What at least seemed certain after Ramiro’s execution was that Cesare was preparing some kind of move against the condottieri captains who had been plotting his own murder. In the meantime they agreed to take in Cesare’s name the small town of Senigallia on the Adriatic coast south of Fano. Senigallia had been the fief of Giovanni della Rovere, brother of Cardinal Giuliano, but he had died in November 1501, leaving his wife, Giovanna, sister of Guidobaldo da Montefeltro, acting as regent for his young son. Cardinal Giuliano della Rovere, mindful of the fate of Astorre Manfredi, had arranged for his twelve-year-old nephew, Francesco Maria, to be smuggled out of the area to the safety of his own palace in Savona. And, knowing Cesare’s reputation for cruelty, the cardinal had warned Giovanna not to offer any resistance.
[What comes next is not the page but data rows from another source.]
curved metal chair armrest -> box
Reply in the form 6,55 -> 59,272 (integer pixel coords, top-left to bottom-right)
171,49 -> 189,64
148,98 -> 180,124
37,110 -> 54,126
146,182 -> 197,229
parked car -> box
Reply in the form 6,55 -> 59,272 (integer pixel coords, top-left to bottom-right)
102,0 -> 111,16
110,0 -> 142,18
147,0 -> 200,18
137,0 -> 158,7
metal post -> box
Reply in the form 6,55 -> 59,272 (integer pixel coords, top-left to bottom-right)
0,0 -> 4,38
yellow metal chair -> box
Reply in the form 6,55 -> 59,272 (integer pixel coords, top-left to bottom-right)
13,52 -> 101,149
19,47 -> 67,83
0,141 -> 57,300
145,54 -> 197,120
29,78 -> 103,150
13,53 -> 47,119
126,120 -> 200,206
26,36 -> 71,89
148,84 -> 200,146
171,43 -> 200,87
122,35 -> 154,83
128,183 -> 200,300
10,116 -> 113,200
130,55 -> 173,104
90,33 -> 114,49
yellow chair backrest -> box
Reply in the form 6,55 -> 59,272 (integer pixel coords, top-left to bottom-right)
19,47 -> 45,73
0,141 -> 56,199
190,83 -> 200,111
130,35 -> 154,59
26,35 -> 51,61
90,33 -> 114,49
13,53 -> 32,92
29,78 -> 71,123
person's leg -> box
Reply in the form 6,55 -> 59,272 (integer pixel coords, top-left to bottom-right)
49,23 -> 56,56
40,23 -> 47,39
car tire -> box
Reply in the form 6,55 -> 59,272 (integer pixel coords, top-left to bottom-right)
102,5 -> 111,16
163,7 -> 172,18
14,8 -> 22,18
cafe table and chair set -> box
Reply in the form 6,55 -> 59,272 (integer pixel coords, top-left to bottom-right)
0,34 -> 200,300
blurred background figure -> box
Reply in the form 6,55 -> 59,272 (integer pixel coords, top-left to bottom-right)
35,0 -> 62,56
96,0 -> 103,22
The town fell without a struggle, but its military commander refused to surrender the citadel to anyone other than Cesare Borgia himself. Wearing full armour, Cesare rode toward Senigallia on December 31, 1502, at the head of his army, the condottieri captains coming out to meet him and following him back into the town, the gates of which were closed behind them.

Cesare now called upon his captains to attend a conference in the house he chose to occupy as his headquarters. Responding to his invitation to join him at table, they entered the courtyard of this house as Cesare, according to one account, was mounting a staircase in order, so he said, to ‘answer a call of nature.’ When he was halfway up the stairs, he turned to nod to Miguel de Corella. And in obedience to this signal, the condottieri were suddenly surrounded by armed soldiers; only Vitelli had time to draw his sword and wound several of the soldiers, before they were all arrested and disarmed.